Personal information
- Nationality: British (English)
- Born: 2 May 1904 Bucklow Hill, England
- Died: 23 October 1992 (aged 88) Wisborough Green, England

Sport
- Sport: Athletics
- Event: steeplechase
- Club: University of Oxford AC Achilles Club

Medal record
Men's athletics
Representing England
British Empire Games
| Bronze medal – third place | 1930 Hamilton | 2 mi steeplechase |

= Vernon Morgan =

English athlete

Vernon Eversfield Morgan (2 May 1904 – 23 October 1992) was an English athlete who competed at the 1928 Summer Olympics.

== Biography ==
Morgan was born in Bucklow Hill, Cheshire. He finished third behind Jack Webster in the steeplechase event at the 1928 AAA Championships. Shortly afterwards he represented Great Britain at the 1928 Olympic Games in Amsterdam, Netherlands, where he was eliminated in the first round of the 3000 metre steeplechase event.

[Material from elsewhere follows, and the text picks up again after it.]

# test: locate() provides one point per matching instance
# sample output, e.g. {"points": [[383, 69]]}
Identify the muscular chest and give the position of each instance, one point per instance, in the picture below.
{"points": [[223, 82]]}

At the 1929 AAA Championships he finished third behind Henry Oliver in the steeplechase.

At the 1930 British Empire Games he won the bronze medal in the 2 miles steeplechase competition.

He later became sports editor of the global news agency Reuters, a position he held for about 30 years. He died in Wisborough Green aged 88.